Nika Metreveli

BC Titebi
- Position: Center
- League: Georgian Superliga

Personal information
- Born: 14 January 1991 (age 34) Tbilisi, Georgian SSR, Soviet Union
- Nationality: Georgian
- Listed height: 6 ft 11 in (2.11 m)
- Listed weight: 223 lb (101 kg)

Career information
- NBA draft: 2012: undrafted
- Playing career: 2007–present

Career history
- 2006–2007: Basket Rimini Crabs
- 2008–2012: Mens Sana Basket
- 2009–2010: → Basket Ferentino
- 2010–2011: → Basket Rimini Crabs
- 2011–2012: → Dinamo Basket Sassari
- 2012: → Basket Napoli
- 2012–2013: Fulgor Omegna
- 2013: Sokhumi
- 2013–2014: Roseto Sharks
- 2014–2015: Azzurro Napoli Basket 2013
- 2015: MIA Academy
- 2015–2016: Betaland Capo d'Orlando
- 2016–2017: Juvecaserta Basket
- 2017–2019: Scafati Basket
- 2019: Mantova
- 2019–present: BC Titebi

Career highlights
- Italian Serie A champion (2009); Italian Cup winner (2009); Georgian Superliga champion (2015);

= Nika Metreveli =

Georgian-Italian basketball player

Nika Metreveli (ნიკა მეტრეველი; born 14 January 1991) is a Georgian-Italian professional basketball player for BC Titebi of the Georgian Superliga.

==Professional career==
The 2013–14 season, Metreveli started with Sokhumi but on 3 December 2013 he left the club and signed with Italian second division club Roseto Sharks for the rest of the season.

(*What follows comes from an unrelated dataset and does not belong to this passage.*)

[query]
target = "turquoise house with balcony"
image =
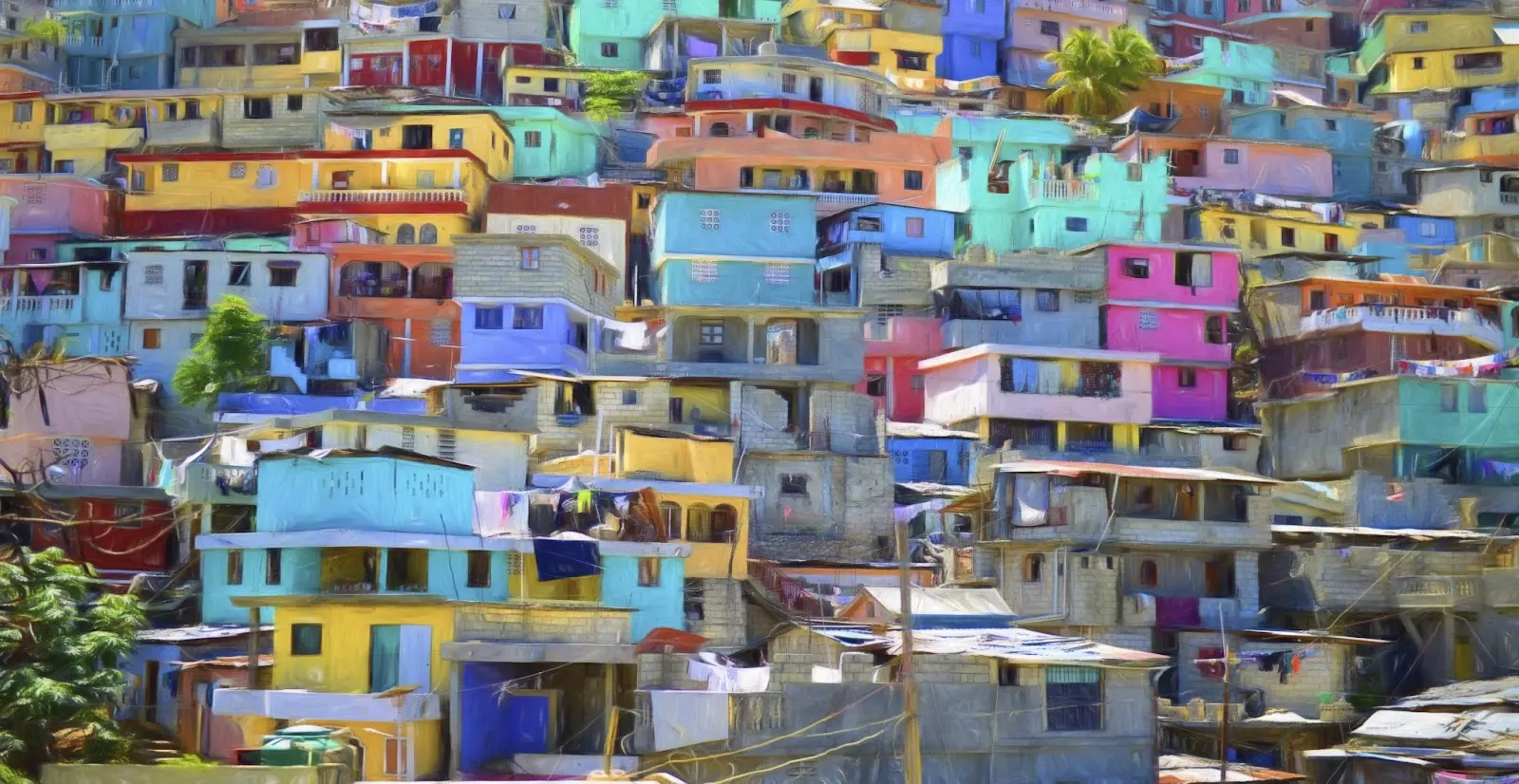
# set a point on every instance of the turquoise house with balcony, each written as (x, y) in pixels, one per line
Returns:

On 25 June 2014 he signed with Azzurro Napoli Basket 2013 of the Serie A2 Basket, second level of Italian basketball. On 9 January 2015 he left the club. In February 2015, he signed with MIA Academy for the rest of the season.

On 18 September 2015 Metreveli signed with Italian club Betaland Capo d'Orlando. On 5 January 2016 he left Capo d'Orlando and signed with Juvecaserta Basket. On 20 January 2017 he parted ways with Juvecaserta. Four days later he signed with Scafati Basket for the rest of the season.

On 24 August 2019 he signed with BC Titebi of the Georgian Superliga.

==National team==
Nika Metreveli is a member of Georgia national basketball team.